Le cerveau et ses illuminations, intuitions, visions…


« Lumière neuronale » ©Philippe Quéau 2024 ©Art Κέω 2024

Une illumination soudaine, aussi prompte qu’un éclair zébrant la nuit de l’ignorance, et ouvrant très grandes les portes du lointain avenir, une intuition fulgurante, révélant ce qui constitue l’essence même du monde, ou encore une vision mystique d’une portée absolument inconcevable (pour ceux qui ne l’ont pas vécue), – plusieurs hommes et femmes, dans les temps passés, ou dans les temps présents, ont pu témoigner avoir vécu ce type d’expérience comme étant bien réelle, solide, incontestable, indéniable, bien qu’impossible à prouver, et fort difficile à partager en public, vu la prégnance du matérialisme, du positivisme, du cynisme, particulièrement à notre époque. Prenant en compte cette difficulté, je ne parlerai pas de cela dans cet article. En revanche, j’aimerais aborder une question adjacente, qui soulève d’intéressantes perspectives : de telles expériences (illuminations, intuitions, visions…), si marquantes, si puissantes, sont-elles de nature à provoquer chez ceux qui les vivent une mutation effective de leurs cellules cérébrales ? Induisent-elles de facto une modification structurelle de leurs cerveaux, métamorphosant leur esprit même, et les conduisant à changer radicalement leur Weltanschauung ? Une autre question, critique, se pose encore : ces illuminations, intuitions, visions, sont-elles produites de façon endogène, par le cerveau ? Ou, pourraient-elles venir, non du cerveau lui-même, mais d’ailleurs, d’en dehors de lui ?

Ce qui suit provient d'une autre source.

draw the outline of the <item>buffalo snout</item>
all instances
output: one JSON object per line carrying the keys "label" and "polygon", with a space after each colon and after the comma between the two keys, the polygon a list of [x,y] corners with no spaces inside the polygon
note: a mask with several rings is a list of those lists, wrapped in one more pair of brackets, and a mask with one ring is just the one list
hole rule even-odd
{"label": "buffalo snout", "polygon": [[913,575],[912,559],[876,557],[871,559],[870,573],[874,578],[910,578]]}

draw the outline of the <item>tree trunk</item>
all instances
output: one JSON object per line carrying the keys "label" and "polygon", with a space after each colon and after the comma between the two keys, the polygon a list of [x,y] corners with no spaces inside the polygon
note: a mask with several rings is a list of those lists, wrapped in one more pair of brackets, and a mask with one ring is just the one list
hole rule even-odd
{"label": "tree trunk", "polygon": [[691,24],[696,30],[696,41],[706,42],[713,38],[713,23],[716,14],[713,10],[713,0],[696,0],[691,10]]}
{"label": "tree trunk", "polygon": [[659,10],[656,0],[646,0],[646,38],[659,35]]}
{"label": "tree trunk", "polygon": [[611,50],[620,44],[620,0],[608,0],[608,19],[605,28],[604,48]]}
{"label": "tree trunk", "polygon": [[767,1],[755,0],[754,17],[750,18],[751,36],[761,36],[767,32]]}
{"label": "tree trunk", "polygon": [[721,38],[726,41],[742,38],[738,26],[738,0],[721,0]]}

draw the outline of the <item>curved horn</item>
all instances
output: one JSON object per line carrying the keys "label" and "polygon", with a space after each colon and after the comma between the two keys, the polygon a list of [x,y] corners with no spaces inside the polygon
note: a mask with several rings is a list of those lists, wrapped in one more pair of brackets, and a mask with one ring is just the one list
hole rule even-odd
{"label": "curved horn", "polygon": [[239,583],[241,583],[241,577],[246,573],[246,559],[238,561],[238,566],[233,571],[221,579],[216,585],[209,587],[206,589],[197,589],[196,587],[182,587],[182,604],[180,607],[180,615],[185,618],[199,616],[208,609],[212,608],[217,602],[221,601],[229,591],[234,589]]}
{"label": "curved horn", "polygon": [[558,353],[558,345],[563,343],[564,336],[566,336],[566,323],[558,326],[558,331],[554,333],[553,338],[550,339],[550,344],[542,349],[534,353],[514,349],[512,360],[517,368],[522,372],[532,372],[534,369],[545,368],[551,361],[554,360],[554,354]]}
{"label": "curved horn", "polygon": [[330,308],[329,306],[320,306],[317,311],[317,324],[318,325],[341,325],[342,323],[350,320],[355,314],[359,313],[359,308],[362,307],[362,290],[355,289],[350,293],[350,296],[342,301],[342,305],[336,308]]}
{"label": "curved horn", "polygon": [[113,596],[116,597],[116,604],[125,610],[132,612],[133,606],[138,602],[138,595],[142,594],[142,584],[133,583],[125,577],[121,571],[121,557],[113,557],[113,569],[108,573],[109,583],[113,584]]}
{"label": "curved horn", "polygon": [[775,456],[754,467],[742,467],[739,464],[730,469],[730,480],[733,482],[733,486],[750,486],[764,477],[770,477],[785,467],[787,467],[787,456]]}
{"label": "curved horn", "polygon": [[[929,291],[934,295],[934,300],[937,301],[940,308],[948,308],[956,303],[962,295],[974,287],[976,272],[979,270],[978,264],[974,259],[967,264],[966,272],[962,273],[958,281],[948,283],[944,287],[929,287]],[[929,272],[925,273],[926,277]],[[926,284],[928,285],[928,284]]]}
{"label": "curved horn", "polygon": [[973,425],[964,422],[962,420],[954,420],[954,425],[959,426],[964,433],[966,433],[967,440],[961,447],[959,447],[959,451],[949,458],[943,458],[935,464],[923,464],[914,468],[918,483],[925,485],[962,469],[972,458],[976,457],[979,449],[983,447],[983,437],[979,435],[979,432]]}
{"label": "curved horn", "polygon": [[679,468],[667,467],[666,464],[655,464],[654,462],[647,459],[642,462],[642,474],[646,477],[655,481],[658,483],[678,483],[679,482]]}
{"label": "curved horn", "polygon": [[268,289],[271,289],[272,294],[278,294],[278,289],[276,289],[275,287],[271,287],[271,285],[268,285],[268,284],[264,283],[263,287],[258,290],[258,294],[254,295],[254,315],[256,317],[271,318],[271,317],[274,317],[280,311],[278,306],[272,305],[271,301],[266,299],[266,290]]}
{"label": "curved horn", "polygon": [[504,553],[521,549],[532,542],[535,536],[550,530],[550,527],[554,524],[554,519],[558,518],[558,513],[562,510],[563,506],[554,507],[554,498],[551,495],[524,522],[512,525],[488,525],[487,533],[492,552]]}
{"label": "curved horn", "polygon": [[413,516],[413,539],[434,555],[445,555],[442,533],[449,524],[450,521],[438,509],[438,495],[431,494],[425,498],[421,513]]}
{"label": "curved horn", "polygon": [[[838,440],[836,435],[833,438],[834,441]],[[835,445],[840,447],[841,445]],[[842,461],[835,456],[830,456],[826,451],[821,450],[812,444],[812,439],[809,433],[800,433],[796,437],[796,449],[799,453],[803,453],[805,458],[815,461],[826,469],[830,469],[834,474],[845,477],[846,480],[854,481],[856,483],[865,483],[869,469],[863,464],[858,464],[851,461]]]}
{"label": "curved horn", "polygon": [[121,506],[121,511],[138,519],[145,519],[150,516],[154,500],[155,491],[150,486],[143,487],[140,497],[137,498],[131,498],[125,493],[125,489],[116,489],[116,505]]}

La question peut légitimement se poser (c’est l’ancienne métaphore de l’inspiration par les Muses, ou de la révélation par les Dieux), mais, concrètement, matériellement, une telle origine extérieure serait-elle possible ? Comment une chose non matérielle (une vision, une illumination, une intuition) pourrait-elle affecter quelque chose de matériel (les cellules du cerveau) ? Cette question est-elle elle-même légitime ? Les tenants du matérialisme pourraient argumenter que visions, illuminations, intuitions, ne sont jamais que « matérielles », n’étant en dernière analyse que des productions des cellules du cerveau. Prenant le contre-pied, est-on fondé à examiner si ces visions, illuminations, intuitions, sont d’une autre essence que matérielle, qui révèle l’existence de quelque chose de différent, de plus puissant que le cerveau, et qui serait située en dehors de lui. Ou bien faut-il se contenter de la position matérialiste, qui affirme qu’elles sont de même essence que tout ce que le cerveau est capable de produire par lui-même, bien qu’en l’occurrence l’origine de ces visions, illuminations, intuitions, est beaucoup plus profondément enfouie en lui, et reste habituellement cachée à la conscience ? Il faut en effet trouver une explication à leur rareté relative. Car c’est un fait que ces expériences de visions, d’illuminations et d’intuitions, sont relativement rares, et même, pour certaines d’entre elles, exceptionnelles. On peut aussi s’accorder sur le fait qu’elles ne résultent pas, à l’évidence, d’un savoir accumulé, progressif, et qu’elles ne peuvent être provoquées à volonté. Elles tombent soudainement comme un éclair, produisant un « flash » mental, ineffable, indicible. Et il est vain de tenter de reproduire ce « don du ciel ».

Le cerveau humain est capable, par construction, et depuis son origine, d’exercer des fonctions de mémorisation, de compréhension, de décision. Il se caractérise par une forme de stabilité. En se réveillant le matin, le cerveau retrouve rapidement ses marques, ses repères, se remémore qui il est, d’où il vient, et ce qu’il veut. Il y a là une sorte de continuité. Mais l’existence de visions, d’illumination, d’intuitions, permet de poser cette question : dans ces circonstances, le cerveau peut-il expérimenter un changement absolument radical, bouleversant toutes ses conceptions, transformant ses catégories, mettant à bas d’un seul coup toutes ses certitudes, et lui ouvrant un champ infini de nouvelles possibilités ? Quelque chose comme une révolution intérieure, et totale ?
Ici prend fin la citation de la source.